Why did you take that route?
“I loved to listen to my own voice,” Reeder laughs.
In 1963, he attended Grantham to obtain his radio telephone license. “Grantham allowed me to advance in radio,” Reeder says. He worked at five radio stations throughout California before later becoming the chief engineer at the UCLA Department of Theater, Film & Television. He eventually went on to teach television production there as well.
“Radio was cool,” Reeder says. It was evolving and becoming widely popular in the sixties, especially with the emergence of pop tunes — a genre that really took hold.
With some experience working at his high school radio station near Palos Verdes, Calif., and a desire to gain more, he attended Los Angeles City College and studied engineering while working nights at a local radio station.
Reeder needed his radio license, so he tracked down Grantham Electronics via Yellow Pages. He can still recall a small classroom on Sunset Boulevard, near Western Avenue.
“There were 20 or so men in the classroom [who] all had plans for radio back then,” Reeder says. “The teachers drummed everything into my head. It really paved the way for me.”
Reeder says his Grantham experience allowed him to do what he wanted for nearly 10 years. Upon obtaining his license, he started working at radio station KREO in Indio, Calif, for a massive $130 per week. In those days, he was known as “Johnny Lewis”.
He later moved to Santa Ana where in 1965, he began at KWIZ AM & FM. Reeder was the first DJ there to be hired under the “Request Radio” banner.
In 1970, he became the director of operations and engineering for Fullerton College's new television facility. Fullerton started offering television production classes the following year, so Reeder began teaching while working toward his professional teaching credential at UCLA. In just three years, Reeder constructed the first four-camera color mobile-unit for a west coast college or university and gave a young James Cameron — world-renowned director, producer and screenwriter best known for his films Terminator and Titanic — his first glimpse of tv production.
Cameron gave a presentation at UCLA in 2016 where he mentioned Reeder’s production class and recognized it as a great starting point. Reeder said he was quite thrilled to get kudos from the award-winning director.

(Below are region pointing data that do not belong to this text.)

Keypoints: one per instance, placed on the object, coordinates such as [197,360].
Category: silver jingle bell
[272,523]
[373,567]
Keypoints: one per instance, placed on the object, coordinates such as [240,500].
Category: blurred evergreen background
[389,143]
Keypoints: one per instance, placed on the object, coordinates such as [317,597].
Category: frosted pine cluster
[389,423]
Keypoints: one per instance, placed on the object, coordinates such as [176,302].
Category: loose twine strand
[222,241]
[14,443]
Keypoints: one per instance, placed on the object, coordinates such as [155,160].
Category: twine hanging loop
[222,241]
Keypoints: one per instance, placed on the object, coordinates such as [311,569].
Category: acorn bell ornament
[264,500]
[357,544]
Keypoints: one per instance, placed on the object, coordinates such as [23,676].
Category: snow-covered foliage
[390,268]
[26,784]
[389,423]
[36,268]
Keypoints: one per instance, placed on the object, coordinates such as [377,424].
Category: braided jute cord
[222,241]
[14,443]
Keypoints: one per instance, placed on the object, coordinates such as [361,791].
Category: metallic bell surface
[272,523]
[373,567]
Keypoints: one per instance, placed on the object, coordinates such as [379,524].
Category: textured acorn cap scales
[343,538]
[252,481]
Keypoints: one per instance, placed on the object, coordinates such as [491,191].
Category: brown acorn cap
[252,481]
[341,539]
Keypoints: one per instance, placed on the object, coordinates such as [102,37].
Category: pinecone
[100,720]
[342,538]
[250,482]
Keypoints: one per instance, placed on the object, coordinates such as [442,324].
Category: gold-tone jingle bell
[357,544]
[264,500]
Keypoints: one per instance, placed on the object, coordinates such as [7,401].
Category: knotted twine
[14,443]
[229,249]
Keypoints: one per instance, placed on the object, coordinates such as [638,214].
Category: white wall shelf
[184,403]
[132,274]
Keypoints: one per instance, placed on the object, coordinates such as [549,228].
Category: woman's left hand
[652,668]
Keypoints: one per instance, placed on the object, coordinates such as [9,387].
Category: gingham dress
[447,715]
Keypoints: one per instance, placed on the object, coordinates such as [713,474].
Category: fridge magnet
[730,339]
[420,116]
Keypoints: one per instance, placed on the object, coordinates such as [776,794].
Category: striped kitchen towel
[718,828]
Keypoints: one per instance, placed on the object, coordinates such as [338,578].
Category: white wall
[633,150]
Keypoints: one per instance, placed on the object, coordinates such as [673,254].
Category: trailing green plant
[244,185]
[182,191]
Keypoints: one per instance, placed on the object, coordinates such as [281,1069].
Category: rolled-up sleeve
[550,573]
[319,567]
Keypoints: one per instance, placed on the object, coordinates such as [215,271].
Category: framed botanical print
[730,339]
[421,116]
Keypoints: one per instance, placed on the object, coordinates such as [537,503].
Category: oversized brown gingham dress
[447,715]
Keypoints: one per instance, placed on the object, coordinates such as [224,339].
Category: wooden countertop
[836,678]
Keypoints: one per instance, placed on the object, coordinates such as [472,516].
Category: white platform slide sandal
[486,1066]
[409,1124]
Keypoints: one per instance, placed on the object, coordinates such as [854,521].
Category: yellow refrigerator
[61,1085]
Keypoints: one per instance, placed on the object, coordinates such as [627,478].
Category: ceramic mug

UCLA hired him on in 1978 as chief engineer, and though his new role didn’t entail teaching, he continued guest lecturing in production classes. He upgraded the UCLA Film & Television Studios three times, did voice-over work for student films and advanced the most major production elements to digital. After 38 years with UCLA, Reeder retired an authority on radio and television production who can proudly say he reached for more, and achieved more.